The boy, Porfirio, in response, showed Tom many trails across the swamp savannas surrounding the village, and helped him to search for beautiful tropical birds’ eggs, curious stones, and other specimens. Always he begged to be shown the magnet and its power; it fascinated him and, the day that Tom let him, fearfully and timidly, take it and play with it for a while, he looked toward Tom as one might have looked at a master, and from then on, followed him like a dog.
By that time Tom had picked up enough of the village dialect to learn that Porfirio’s father had been slain by one of the jaguars—or, as the natives termed the ferocious cats, tigers, caught on a lonely trail without a weapon, and horribly mangled. Tom felt sorry for the desolate child and did his best to amuse him.
After several wasted weeks, a great canoe arrived from upriver, in which, besides the paddlers, was an old man, bent and wizened and terribly dwarfed; yet he was stronger than any other man—or any two men—among the Indians, and seemed to be greatly respected. He was Toosa, the man they had come so far to see!

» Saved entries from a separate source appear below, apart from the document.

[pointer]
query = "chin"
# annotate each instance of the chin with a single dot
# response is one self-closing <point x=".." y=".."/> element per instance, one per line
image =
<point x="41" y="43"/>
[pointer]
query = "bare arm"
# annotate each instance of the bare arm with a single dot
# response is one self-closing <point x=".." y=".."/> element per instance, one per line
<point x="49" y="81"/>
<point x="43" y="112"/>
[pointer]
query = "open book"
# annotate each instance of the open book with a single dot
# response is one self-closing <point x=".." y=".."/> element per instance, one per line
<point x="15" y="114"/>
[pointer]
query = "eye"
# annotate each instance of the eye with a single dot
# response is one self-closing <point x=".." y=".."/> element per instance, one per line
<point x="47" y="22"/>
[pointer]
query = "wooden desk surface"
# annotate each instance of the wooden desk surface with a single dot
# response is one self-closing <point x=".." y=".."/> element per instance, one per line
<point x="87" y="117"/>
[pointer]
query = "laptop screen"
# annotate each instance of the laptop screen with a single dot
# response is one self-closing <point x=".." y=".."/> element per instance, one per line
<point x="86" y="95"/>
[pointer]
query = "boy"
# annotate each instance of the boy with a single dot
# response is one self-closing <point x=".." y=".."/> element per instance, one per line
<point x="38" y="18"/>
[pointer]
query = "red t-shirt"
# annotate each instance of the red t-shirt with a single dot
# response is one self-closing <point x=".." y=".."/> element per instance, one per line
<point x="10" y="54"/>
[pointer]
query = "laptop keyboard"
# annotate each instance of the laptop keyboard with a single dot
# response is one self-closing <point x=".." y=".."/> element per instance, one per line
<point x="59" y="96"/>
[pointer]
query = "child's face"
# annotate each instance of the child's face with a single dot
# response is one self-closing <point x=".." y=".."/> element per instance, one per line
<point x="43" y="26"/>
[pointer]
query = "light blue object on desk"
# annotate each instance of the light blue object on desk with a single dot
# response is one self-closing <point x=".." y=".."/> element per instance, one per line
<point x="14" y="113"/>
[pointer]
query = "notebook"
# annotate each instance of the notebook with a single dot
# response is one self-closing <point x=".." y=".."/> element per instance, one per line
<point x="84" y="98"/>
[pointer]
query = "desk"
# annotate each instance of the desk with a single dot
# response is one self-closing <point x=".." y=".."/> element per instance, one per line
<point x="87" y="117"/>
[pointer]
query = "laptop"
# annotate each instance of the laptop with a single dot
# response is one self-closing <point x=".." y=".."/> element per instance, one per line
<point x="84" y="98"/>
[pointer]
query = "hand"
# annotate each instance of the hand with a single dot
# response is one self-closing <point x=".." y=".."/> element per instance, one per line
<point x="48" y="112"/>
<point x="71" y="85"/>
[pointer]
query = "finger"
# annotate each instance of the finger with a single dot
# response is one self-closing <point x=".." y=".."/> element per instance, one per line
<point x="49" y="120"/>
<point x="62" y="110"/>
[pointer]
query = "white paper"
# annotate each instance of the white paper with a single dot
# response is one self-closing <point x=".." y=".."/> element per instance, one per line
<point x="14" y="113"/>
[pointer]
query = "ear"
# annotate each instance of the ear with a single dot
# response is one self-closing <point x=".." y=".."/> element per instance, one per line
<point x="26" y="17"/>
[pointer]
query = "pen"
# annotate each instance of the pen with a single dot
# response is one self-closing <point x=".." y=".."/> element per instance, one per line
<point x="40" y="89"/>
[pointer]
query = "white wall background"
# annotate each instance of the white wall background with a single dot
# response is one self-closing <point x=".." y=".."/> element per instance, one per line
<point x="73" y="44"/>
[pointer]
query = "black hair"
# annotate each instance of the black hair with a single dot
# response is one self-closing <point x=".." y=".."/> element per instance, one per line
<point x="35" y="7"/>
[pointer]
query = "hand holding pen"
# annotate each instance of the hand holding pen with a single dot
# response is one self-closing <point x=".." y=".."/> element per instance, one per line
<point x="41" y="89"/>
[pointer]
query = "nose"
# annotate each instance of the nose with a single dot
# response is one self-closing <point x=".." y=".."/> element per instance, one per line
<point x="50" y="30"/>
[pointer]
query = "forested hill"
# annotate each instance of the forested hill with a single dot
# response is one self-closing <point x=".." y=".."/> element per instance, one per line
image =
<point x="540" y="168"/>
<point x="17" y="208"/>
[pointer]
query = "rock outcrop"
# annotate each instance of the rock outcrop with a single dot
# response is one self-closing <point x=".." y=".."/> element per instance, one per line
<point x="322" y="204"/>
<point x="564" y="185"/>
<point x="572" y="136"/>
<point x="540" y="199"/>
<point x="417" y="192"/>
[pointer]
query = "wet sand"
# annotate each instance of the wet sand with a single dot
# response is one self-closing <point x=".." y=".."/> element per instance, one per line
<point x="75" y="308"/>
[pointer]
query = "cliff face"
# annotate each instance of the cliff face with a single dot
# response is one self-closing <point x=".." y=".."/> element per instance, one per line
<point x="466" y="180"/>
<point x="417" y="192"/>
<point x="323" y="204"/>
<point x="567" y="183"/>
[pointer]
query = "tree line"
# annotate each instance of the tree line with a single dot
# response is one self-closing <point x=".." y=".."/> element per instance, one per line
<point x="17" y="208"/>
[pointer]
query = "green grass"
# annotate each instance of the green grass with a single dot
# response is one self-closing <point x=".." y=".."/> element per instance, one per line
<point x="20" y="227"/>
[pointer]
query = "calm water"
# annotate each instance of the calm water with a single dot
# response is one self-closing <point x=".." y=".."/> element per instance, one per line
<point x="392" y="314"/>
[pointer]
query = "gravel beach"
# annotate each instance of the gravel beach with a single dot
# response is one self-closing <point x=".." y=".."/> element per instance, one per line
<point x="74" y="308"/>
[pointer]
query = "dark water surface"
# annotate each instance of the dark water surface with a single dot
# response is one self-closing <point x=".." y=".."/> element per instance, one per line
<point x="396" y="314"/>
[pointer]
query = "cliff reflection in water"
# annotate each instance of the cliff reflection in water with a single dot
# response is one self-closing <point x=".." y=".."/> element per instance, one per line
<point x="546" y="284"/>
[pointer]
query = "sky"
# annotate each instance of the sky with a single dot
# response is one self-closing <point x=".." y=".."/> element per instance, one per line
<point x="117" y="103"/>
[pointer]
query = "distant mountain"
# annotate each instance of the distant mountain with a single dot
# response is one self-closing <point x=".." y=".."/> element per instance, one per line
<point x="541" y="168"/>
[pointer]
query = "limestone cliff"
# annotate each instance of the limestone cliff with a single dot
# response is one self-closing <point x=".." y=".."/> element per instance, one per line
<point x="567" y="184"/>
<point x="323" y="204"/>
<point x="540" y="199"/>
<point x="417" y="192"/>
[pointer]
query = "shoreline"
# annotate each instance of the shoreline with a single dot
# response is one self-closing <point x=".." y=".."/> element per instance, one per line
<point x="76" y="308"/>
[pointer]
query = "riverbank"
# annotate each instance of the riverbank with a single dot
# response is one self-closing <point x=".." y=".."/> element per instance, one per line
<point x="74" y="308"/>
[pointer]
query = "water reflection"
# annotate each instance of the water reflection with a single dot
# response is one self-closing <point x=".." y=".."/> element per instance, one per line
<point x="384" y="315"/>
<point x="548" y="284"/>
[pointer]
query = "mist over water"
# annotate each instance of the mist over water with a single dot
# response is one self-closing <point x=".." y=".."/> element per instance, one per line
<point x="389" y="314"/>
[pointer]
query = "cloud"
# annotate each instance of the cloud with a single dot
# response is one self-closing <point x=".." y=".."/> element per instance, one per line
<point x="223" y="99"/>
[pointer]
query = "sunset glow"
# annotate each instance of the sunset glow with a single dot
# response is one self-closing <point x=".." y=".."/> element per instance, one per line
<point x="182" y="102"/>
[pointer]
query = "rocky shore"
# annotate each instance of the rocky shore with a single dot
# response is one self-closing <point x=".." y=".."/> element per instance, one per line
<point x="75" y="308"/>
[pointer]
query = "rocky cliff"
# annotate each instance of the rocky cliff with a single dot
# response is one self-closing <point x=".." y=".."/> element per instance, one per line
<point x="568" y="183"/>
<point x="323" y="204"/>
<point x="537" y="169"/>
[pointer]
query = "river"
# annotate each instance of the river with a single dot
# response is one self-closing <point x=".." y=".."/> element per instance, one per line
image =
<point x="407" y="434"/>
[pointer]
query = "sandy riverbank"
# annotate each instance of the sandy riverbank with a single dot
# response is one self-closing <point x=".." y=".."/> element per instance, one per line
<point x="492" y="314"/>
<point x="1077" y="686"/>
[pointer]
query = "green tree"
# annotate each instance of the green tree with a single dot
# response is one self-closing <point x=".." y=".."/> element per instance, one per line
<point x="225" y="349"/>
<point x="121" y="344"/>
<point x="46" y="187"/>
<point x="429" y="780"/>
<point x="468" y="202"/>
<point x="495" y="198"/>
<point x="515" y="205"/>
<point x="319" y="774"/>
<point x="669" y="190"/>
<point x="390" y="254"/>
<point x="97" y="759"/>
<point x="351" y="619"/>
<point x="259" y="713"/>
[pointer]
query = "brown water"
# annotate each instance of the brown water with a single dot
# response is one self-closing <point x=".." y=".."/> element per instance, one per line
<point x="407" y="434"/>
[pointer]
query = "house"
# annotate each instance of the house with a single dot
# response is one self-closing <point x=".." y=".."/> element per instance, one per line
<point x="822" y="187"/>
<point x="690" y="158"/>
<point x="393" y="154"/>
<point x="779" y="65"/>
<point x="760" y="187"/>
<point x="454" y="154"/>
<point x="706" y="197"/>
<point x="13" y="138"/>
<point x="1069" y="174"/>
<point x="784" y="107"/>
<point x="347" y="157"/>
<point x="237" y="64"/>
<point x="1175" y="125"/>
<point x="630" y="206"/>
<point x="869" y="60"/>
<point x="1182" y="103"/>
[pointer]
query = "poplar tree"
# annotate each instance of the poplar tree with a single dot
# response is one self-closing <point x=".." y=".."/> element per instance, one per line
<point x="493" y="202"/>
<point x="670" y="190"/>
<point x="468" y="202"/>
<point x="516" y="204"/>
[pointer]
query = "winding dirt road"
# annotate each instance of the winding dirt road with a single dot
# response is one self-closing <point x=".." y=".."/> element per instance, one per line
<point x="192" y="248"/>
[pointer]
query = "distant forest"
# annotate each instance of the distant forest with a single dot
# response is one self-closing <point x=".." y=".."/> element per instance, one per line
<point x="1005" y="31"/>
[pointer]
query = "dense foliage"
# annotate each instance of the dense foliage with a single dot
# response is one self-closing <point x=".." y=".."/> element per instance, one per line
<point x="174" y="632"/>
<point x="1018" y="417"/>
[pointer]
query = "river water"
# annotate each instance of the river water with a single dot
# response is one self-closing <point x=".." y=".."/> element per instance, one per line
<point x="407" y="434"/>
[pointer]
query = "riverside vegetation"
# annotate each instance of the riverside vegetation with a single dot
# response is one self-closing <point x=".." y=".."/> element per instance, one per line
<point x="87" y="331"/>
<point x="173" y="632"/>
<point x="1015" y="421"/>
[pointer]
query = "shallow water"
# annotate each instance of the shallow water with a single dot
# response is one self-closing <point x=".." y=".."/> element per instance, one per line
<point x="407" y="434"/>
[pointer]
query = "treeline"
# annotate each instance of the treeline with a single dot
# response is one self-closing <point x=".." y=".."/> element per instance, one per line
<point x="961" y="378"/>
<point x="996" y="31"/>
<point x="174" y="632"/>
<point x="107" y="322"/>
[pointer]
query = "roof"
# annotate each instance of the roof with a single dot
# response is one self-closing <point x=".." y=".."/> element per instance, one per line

Henry at once began to question him, but Toosa paid no heed to him at all. He had come, primarily, to take the child, Porfirio, a great-grandson, to his own village further up the turbid stream.
“We came all the way up here—you recognize me, don’t you?” Henry cried, and when the old man nodded, went on, “we came all the way to find out where——”
Toosa made a gesture, stopping Henry. He had just landed and his young great-grandson ran to greet him. Toosa merely touched his shoulder with a finger and turned back toward the boats after a brief word with one of the natives. But Henry caught his thin, though muscular and wiry arm. Tom, watching, saw a display of a curious power that the old man possessed. He did not move his body or shake Henry off; he simply turned his head and fixed his steady, bright eyes on the impatient white man. Henry, about to speak, seemed to be struck by some invisible message of power, for he closed his lips, holding the grip he had for a moment; then his hand loosened and dropped, and he stood still. Toosa, turning back toward the boats, resumed his way, the small boy trotting at his side.
“We don’t want to let him get away, though, at that,” demurred Tom, but Bill merely gave him a warning glance, and slowly strolled along behind the dwarfed, bent old figure. Henry, after a moment, took up the march, and Tom kept close to Bill, curious and uncertain what was to happen.
“He’s a powerful chief, even if he isn’t the magician that the Indians think he is,” Bill observed quietly to Tom. “He won’t talk to us until he has settled himself in his own village.”
“But how will we get there?” Tom wondered.
He soon found out. As soon as he had settled himself in his great, roughly shaped canoe, made from the trunk of a huge tree, Toosa turned to the three whites on the bank, and beckoned.